Authored by prha on Tue, Nov 3, 10:04 PM.

Details

Summary

1st pass at evaluating sensors in the schedule event loop.

There's a fair amount of code duplication, but can start combining if this ends up being the right approach.

This doesn't allow for customization of the evaluation interval or provide for threading to mitigate for latency from one sensor evaluation to affect other sensors / schedules.

Test Plan

bk

Diff Detail

Repository
R1 dagster
Lint
Automatic diff as part of commit; lint not applicable.
Unit
Automatic diff as part of commit; unit tests not applicable.

Event Timeline

prha requested review of this revision.Tue, Nov 3, 10:21 PM
dgibson requested changes to this revision.Wed, Nov 4, 3:06 AM

this seems reasonable, time for tests?

python_modules/dagster/dagster/scheduler/sensor.py
55

update copy

82–84

this will be using external repository origin to work if you make the changes from the previous diff so I won't belabor that

98

setting the timestamp here doesn't mess up future checks if it fails does it? like if it suddenly crashed after doing this write and started up again, would it be idempotent?

If it would that's probably undesirable and maybe we should filter be completed ticks when determining the checkpoint time?

This revision now requires changes to proceed.Wed, Nov 4, 3:06 AM
prha marked 2 inline comments as done.

lint

will keep working through the stack - seems like this sensor format is not the final version since it just returns a boolean? and isn't currently offering any idempotency/run-exactly-once guarantees right?
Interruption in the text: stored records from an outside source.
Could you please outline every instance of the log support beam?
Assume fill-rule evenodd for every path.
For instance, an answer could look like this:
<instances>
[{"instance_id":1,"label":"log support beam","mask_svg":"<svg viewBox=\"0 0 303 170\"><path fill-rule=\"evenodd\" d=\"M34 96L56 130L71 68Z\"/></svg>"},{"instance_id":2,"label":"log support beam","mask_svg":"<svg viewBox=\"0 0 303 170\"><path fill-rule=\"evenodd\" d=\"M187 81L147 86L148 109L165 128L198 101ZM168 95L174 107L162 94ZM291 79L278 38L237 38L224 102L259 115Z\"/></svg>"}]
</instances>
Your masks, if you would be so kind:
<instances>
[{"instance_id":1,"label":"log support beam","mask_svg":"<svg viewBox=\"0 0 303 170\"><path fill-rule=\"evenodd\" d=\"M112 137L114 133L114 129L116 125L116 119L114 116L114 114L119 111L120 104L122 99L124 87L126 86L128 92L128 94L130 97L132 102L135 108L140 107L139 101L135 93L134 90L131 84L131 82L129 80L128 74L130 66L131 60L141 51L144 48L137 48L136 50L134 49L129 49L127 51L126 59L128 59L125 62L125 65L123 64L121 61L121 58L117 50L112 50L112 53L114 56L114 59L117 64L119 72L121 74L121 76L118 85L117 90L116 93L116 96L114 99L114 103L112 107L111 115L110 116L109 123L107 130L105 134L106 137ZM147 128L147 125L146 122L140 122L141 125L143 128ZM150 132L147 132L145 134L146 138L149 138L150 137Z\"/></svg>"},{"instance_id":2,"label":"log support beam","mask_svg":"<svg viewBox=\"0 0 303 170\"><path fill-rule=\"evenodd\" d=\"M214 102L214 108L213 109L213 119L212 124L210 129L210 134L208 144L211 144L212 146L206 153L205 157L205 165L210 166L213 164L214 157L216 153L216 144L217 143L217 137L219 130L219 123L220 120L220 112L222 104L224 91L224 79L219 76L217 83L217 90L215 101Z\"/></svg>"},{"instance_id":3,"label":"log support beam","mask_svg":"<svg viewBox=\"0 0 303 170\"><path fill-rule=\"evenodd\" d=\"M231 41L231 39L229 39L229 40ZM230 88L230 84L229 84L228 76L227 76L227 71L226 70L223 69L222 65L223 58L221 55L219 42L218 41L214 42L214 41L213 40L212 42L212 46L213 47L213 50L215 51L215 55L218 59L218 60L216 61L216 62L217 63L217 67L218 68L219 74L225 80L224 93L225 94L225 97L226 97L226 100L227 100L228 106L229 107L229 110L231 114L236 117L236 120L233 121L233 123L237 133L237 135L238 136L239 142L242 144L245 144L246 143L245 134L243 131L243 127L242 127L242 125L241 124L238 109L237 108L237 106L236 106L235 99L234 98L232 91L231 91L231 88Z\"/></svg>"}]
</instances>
python_modules/dagster/dagster/scheduler/scheduler.py
109–116 ↗(On Diff #25281)

this is going to need a rebase as this method no longer exists- should probably be a new SensorDaemon in the dagster daemon loop in dagster/daemon/daemon.py? Should be functionally the same though

python_modules/dagster/dagster/scheduler/sensor.py
43–50

Probably worth chatting about this part IRL, having some trouble totally following it - seems hard to guarantee idempotence/exactly-one-run-per-sensor-execution for? what if it fails in the middle of doing this?

Do we want to maintain the idempotence guarantees for sensors?

105–112

i had assumed the cursor would be based on the execution keys of the created runs, not just a string version of the current time? For idempotence purposes?

145–146

are we eventually going to include the cursor here? seems like it would need to be part of this in order for it to be useful?

python_modules/dagster/dagster_tests/scheduler_tests/test_sensor_run.py
35–45

this formatting is going to be updated right?

157

rename

The scaffolding here seems fine, we will need to sort out the exact details of the recovery-from-failure rules but it seems like that is happening later in the stack where we will actually use the execution_key and cursor params?

Will have a bit of a painful rebase though

This revision is now accepted and ready to land.Tue, Nov 17, 3:10 PM
This revision was landed with ongoing or failed builds.Mon, Nov 23, 3:49 PM
This revision was automatically updated to reflect the committed changes.